Except for one minor detail.
This is the first time I have cooked with truely live ingredients.
Mussels. From Saltspring Island – a Gulf Island near Victoria.

Sure, I work with coffee all the time and I think of coffee as a truely living entity… but that is not the point. This is live food.
I bought them. I cleaned them (re-cleaned them actually) and prepared them for their glorious moment.

As I held each mussel in my hand, checking their integrity (liveliness I guess…) and bathing them in a soothing and cool final bath of water, I apologized and thanked each one for the briny goodness to follow…

Salt Spring Island Mussels MarinaraMussels with Marinara Sauce
A warming dish to serve on a dreary winter day.

Makes: 3 to 4 servings

1 Tbsp. olive oil
1 medium purple onion, halved and thinly sliced
3 to 4 garlic cloves, sliced
1/2 cup dry red wine
14 oz can diced tomatoes and 2 tsp. tomato paste
pinch dried oregano and sugar
pinch chili flakes
salt and pepper to taste
2 lbs fresh mussels*
chopped chinese parsley (cilantro)

Heat oil in a pot over medium heat.

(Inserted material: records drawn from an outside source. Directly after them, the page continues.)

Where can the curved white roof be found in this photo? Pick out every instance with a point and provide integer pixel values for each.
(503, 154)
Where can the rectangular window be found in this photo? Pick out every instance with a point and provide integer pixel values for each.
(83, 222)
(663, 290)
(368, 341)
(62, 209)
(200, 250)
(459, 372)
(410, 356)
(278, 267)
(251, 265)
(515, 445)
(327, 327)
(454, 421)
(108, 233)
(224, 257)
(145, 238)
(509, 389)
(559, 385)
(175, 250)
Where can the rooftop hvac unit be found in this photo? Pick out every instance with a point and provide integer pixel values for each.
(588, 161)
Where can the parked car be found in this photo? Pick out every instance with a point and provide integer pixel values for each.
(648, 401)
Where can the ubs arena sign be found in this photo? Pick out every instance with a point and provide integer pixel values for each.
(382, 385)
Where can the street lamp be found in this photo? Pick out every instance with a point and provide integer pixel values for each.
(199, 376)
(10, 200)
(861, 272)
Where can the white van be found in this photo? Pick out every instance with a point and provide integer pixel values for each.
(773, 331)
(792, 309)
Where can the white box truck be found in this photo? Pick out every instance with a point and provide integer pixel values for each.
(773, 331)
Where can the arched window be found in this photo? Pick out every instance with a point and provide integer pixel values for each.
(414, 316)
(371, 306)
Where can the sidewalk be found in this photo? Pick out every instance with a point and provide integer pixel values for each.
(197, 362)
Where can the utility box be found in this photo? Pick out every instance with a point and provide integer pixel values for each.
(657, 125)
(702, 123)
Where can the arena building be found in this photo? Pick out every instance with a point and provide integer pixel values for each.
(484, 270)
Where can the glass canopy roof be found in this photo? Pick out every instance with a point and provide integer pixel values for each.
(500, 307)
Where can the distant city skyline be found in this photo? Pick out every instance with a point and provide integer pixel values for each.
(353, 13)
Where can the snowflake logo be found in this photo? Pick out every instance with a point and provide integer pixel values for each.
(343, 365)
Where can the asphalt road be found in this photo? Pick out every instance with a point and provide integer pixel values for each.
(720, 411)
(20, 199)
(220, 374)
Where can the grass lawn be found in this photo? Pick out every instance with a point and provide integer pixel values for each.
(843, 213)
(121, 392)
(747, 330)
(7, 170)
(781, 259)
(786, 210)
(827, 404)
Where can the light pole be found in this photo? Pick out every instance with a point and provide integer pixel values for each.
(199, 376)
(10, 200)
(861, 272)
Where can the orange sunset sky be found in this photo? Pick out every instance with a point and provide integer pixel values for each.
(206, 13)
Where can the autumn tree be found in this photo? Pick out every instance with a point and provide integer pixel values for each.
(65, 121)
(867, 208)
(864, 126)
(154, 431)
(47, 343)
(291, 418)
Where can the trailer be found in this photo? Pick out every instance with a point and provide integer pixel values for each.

Add onions, and garlic. Saute for 3 to 4 minutes, or until softened. Add wine, tomatoes, oregano, sugar, salt, chili flakes and pepper. Turn heat to medium-high and simmer sauce 5 minutes. Add mussels, cover and cook until mussels open (discard any that do not). Sprinkle with fresh herbs. Serve as is with lots of warm crusty bread. Serves 3 to 4, depending on appetite.

Note: Rinse mussels in cold water before cooking, removing any beard-like material from their sides. Discard any that do not close when tapped.

This dish goes down extra-well with a very tall glass of Red Wine.